La Turquie envoie des réfugiés ouïgours en Chine

La Turquie envoie des réfugiés ouïgours en Chine, où ils risquent d'être sévèrement emprisonnés et persécutés, selon un rapport publié dans le Telegraph. Le pays eurasien utiliserait la route de pays tiers tels que le Tadjikistan pour envoyer des membres de cette minorité musulmane qui sont contraints par le régime communiste chinois.
Le président turc Recep Tayyip Erdogan « aide la Chine à rapatrier les dissidents musulmans en les envoyant dans des pays tiers avant leur retour en Chine », selon The Telegraph.
Face à ce problème, les Etats-Unis ont exigé que la Chine cesse ses efforts pour « contraindre » les musulmans ouïgours qui ont fui le pays dans le but de revenir, comme l'a confirmé lundi à Al-Arabiya English un porte-parole du Département d'Etat américain.

« Les États-Unis continueront à appeler la République populaire de Chine à mettre immédiatement fin à sa campagne de répression dans le Xinjiang, à libérer toutes les personnes détenues arbitrairement et à cesser les efforts visant à forcer les membres des groupes minoritaires musulmans résidant à l'étranger à revenir en Chine pour y subir un sort incertain », a déclaré la source du département d'État américain.
Une minorité ouïgoure subissant les pressions chinoises pour renoncer à son identité religieuse, notamment en passant par ce qu'on appelle gentiment des « camps de rééducation ». Pendant ce temps, Pékin considère que de nombreux Ouïghours sont des extrémistes et affirme qu'ils sont dangereux pour la sécurité nationale chinoise.

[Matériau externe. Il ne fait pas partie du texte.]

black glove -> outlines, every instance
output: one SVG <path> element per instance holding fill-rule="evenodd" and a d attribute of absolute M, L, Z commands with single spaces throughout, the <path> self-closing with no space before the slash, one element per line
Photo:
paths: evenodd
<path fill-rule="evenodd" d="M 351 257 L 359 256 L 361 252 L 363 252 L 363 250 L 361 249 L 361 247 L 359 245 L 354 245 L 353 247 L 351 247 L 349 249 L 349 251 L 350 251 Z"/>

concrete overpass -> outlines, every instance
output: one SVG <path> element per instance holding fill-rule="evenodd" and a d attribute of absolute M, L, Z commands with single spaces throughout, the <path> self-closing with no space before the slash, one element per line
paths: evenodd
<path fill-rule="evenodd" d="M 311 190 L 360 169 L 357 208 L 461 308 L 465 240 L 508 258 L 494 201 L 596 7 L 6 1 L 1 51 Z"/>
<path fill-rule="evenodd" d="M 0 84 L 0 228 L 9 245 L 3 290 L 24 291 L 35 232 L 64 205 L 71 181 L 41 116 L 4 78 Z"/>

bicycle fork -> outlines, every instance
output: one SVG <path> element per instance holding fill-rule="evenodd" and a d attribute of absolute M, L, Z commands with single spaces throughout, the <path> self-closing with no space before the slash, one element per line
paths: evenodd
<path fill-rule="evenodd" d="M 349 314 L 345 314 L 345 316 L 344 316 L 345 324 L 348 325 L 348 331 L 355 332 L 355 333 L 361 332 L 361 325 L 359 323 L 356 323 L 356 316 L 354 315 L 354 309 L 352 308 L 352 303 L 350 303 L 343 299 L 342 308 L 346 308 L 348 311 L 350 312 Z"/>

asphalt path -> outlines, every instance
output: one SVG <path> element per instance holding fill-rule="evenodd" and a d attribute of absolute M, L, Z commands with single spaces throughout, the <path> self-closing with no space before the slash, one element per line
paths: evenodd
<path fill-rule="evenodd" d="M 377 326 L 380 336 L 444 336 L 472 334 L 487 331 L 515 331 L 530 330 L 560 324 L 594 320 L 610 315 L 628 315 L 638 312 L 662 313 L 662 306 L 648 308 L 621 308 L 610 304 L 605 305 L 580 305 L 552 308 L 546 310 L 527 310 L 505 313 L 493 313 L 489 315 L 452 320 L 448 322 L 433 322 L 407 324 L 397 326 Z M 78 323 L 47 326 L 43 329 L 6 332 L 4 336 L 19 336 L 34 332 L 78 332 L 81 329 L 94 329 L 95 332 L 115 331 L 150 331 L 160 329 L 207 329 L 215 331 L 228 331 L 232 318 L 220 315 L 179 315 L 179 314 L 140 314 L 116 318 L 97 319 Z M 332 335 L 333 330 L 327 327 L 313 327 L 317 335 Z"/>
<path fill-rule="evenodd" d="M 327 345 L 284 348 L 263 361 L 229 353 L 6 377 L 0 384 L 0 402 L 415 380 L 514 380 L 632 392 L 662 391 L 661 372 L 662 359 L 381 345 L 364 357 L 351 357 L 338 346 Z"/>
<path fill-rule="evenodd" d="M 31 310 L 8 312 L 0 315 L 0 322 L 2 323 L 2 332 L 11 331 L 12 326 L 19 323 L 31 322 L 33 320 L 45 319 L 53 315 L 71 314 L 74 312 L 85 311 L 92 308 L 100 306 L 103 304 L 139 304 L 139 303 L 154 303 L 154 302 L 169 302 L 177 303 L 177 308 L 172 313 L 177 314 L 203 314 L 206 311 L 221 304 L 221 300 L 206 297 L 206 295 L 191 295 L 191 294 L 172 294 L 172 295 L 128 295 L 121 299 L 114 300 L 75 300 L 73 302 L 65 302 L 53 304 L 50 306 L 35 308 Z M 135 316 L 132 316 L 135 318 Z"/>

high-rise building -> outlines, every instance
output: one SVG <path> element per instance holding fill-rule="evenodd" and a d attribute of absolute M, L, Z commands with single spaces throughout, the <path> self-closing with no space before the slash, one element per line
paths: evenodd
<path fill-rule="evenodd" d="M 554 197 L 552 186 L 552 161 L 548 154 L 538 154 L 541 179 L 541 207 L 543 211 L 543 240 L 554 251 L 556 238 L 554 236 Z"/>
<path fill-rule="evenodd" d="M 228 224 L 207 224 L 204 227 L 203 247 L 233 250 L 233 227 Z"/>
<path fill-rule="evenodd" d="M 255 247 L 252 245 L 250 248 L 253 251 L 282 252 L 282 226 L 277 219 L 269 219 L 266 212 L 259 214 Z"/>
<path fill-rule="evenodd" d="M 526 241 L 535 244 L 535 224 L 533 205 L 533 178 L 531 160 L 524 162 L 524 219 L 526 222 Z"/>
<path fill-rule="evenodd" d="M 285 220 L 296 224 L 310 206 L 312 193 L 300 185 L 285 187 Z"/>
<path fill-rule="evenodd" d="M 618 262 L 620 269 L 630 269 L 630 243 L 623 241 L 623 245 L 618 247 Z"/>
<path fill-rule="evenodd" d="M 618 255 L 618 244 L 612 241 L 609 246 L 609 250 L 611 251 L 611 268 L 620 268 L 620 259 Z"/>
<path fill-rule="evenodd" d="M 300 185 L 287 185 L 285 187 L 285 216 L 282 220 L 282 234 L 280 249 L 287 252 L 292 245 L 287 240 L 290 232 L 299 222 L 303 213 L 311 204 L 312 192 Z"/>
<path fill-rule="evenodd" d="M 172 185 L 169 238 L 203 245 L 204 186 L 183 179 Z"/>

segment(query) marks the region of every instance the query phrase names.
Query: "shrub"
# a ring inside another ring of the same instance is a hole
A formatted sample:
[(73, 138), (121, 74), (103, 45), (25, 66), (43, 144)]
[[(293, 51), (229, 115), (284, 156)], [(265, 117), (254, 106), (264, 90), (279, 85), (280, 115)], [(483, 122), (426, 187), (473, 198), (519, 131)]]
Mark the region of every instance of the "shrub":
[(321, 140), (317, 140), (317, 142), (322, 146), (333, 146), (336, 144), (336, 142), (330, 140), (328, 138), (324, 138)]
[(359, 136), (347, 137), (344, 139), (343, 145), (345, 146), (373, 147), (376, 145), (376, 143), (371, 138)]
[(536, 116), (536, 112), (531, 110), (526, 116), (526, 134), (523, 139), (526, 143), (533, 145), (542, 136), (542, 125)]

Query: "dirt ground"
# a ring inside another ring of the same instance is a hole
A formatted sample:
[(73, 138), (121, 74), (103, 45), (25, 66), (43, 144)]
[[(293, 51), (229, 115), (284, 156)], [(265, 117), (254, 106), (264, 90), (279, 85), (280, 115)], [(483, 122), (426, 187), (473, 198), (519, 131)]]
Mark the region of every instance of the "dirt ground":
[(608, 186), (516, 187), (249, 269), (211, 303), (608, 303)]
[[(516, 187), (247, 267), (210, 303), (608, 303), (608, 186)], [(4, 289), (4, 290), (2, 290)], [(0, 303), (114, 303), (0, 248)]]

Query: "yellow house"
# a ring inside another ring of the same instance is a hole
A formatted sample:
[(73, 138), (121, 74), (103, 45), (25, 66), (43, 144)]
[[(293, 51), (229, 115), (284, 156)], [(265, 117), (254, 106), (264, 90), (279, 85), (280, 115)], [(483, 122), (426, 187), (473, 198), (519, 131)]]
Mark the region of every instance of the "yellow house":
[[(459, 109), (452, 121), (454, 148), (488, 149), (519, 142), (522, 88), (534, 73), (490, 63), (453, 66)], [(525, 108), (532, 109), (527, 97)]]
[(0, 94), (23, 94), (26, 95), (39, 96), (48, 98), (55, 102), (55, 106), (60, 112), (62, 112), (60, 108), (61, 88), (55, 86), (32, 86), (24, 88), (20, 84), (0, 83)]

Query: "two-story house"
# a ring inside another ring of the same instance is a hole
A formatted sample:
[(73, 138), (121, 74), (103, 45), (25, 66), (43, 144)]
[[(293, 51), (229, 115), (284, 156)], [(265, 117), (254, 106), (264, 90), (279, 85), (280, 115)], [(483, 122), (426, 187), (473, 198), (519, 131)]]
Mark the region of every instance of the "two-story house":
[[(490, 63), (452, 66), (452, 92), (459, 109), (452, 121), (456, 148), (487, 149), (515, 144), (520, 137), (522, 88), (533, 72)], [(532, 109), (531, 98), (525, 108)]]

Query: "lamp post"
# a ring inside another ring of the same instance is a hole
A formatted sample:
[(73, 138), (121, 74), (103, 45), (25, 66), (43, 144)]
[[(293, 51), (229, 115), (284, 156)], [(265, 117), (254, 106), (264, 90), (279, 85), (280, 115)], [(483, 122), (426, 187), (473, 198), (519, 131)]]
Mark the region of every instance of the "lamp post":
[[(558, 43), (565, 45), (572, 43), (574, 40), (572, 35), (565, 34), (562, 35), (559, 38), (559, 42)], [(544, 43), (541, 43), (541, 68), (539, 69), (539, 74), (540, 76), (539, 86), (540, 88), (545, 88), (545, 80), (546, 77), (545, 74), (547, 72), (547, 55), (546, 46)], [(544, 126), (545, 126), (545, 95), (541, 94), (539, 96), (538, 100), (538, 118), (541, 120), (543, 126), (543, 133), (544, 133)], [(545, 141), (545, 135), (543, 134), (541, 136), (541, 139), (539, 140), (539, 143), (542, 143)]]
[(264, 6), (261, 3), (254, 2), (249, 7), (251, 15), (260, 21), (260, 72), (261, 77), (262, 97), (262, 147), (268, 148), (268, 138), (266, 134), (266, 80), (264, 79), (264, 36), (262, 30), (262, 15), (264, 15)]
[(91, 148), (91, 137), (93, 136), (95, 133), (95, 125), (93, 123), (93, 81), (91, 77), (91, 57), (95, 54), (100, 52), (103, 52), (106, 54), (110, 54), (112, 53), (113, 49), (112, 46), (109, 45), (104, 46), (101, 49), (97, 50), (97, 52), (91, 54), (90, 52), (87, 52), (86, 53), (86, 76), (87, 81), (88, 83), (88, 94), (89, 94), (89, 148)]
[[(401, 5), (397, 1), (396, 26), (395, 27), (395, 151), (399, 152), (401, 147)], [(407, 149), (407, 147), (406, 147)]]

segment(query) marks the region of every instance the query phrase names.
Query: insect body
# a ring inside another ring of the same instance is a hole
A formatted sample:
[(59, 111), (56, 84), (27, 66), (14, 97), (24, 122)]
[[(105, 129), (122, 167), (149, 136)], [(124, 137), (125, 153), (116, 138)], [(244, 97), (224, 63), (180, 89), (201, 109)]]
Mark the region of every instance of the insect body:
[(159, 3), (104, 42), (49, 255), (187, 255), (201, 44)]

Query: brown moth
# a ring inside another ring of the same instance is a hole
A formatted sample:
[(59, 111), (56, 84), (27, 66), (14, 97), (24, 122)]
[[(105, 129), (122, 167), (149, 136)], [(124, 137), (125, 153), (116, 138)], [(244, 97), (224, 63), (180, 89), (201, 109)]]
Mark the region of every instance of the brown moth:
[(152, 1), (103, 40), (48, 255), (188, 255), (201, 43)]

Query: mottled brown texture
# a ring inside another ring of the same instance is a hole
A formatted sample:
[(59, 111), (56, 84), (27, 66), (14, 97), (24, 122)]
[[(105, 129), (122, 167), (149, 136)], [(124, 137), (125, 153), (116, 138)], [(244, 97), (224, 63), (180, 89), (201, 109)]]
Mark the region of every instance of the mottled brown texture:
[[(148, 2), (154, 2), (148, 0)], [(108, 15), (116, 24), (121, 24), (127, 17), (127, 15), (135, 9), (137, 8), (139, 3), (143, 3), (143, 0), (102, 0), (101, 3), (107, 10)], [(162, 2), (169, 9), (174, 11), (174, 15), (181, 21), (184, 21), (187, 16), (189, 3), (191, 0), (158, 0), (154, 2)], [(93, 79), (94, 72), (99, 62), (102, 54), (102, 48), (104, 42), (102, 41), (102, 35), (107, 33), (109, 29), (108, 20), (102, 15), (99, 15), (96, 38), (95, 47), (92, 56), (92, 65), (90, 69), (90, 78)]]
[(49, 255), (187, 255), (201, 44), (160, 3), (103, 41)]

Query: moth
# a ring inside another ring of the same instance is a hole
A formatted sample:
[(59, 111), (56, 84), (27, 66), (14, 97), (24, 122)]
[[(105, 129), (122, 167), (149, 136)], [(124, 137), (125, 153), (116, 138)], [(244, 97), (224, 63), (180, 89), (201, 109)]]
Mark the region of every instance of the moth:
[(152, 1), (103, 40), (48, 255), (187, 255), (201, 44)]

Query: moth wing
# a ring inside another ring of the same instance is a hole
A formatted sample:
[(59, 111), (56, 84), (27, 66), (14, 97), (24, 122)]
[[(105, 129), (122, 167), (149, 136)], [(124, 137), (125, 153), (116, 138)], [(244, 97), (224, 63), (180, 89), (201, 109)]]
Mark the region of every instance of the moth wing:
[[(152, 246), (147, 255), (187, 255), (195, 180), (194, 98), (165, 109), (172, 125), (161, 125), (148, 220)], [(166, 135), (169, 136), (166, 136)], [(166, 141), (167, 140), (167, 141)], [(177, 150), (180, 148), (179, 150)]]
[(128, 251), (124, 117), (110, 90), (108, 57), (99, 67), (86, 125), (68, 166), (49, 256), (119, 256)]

Dans le passé, Recep Tayyip Erdogan, qui se reconnaît comme un leader islamique mondial, a qualifié de « génocide » les actions chinoises contre les musulmans ouïgours en Chine. Mais récemment, son gouvernement a cessé de s'opposer au traitement réservé par la Chine aux Ouïghours, une décision qui, selon The Telegraph, est probablement motivée par des raisons économiques et découle du désir d'Ankara de voir la Chine investir en Turquie.
Le Tadjikistan est l'un des lieux de passage intermédiaires que la Turquie utiliserait pour transférer les Ouïghours en Chine, selon The Telegraph.
Les médias britanniques ont évoqué l'histoire d'Aimuzi Kuwanhan, 59 ans, un Ouïghour qui a fui la Chine et s'est réfugié en Turquie pour vivre dans un logement géré par l'État. Après sa disparition l'été dernier, sa piste a été suivie jusqu'à un centre de détention dans la ville turque d'Izmir, avant qu'il ne soit extradé vers le Tadjikistan, selon The Telegraph, qui cite un avocat engagé par sa famille. « Des sources qui connaissaient le Koweït disent qu'il était destiné à la Chine à partir de là », a déclaré le journal. Une autre femme ouïgoure, Zinntegul Tursun, a également été déportée de Turquie au Tadjikistan vers la Chine l'année dernière, selon le journal britannique.

Ce ne sont pas les seuls cas. La radio publique nationale américaine a rapporté en mars que le réfugié ouïgour Abdurehim Imin Parach, un fervent opposant au régime chinois, a été arrêté à Istanbul par la police turque qui « l'a exhorté à ne pas s'exprimer contre la Chine. "Je ne sais pas si la Chine fait directement pression sur le gouvernement turc pour contrôler les Ouïghours ici », a déclaré Parach dans une interview à NPR, "ou si des agents chinois ont infiltré la société turque pour nous faire passer pour des terroristes.
La population ouïghoure, une minorité ethnique en Chine, est majoritairement musulmane et réside dans la région nord-ouest du Xinjiang, qui a des frontières avec de nombreux pays, dont le Tadjikistan. Depuis 2017, le gouvernement chinois a réprimé la communauté en détenant plus d'un million de musulmans ouïgours dans des « camps de rééducation », selon les estimations des États-Unis et de l'ONU.

Accusés d'extrémisme, Pékin les détient en les obligeant à renoncer à l'islam et à vivre dans des conditions de prison dans les centres de détention, comme l'ont indiqué divers médias. Entre-temps, lorsque le gouvernement chinois a été accusé de violations répétées des droits de l'homme des Ouïgours, les porte-parole du régime chinois se sont défendus en disant que les mesures prises s'inscrivaient dans le cadre d'une campagne contre le terrorisme djihadiste. S'il est vrai que certaines organisations armées ouïgoures ont effectivement été qualifiées de terroristes par les Nations unies ou les États-Unis, la vérité est que la politique officielle envers tous les membres de ce groupe ethnique semble assez disproportionnée en ce sens.